"Strap yourself in, this is going to be embarrassing" - a guide to writing a love letter
There is no doubt that receiving any kind of letter is a wonderful thing, especially if it's a love filled one. Writing one can be just as rewarding as it fills you up with all the love you're sending, so here's a guide to writing a love letter this Valentine's Day.
Don’t be put off if you’re poetically challenged. There will be no love letter police turning up and taking you in for saying, "You're a bit of alright" in your opening paragraph. If writing is really not your forte, you could borrow someone else’s words. Write out quotes from songs, poems, films etc., that express how you feel. The mere act of thinking of someone, selecting some words and then sitting down to write them will feel priceless to the recipient. If music is your food of love, then a mix tape is surely up there with love letters, and these days it only takes a few minutes to create and send a playlist.

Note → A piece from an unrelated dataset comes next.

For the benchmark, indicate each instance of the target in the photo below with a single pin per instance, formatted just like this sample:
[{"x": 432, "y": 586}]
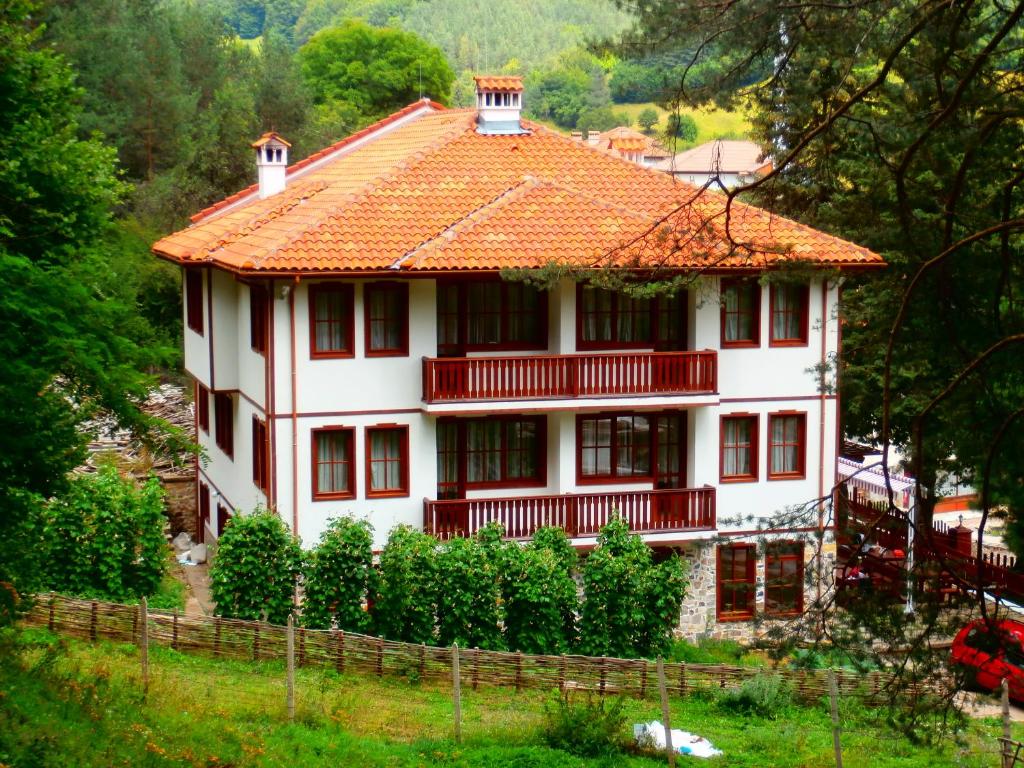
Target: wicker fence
[{"x": 349, "y": 652}]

Write on whatever you have to hand
Don’t let having the perfect paper or notecard get in your way. Better that the message gets through on the back of a used envelope than not at all – and you get brownie points from Mother Nature for recycling. You can always splash a plain piece of paper with perfume/aftershave like they did in times of war, or give it a big kiss - don't forget the lipstick.
Send it however you can
Yes a lovely hand written letter is hard to beat, but if you don’t have a postal address (or time to write and post it in time), email/Whatsapp voice message/carrier pigeon/Zoom graffiti (create in your background) etc. is of course, perfectly fine. If you live with your loved one, you could even turn your letter into a paper aeroplane (remember that it will arrive anywhere but the place you aim for - it's a paper plane rule).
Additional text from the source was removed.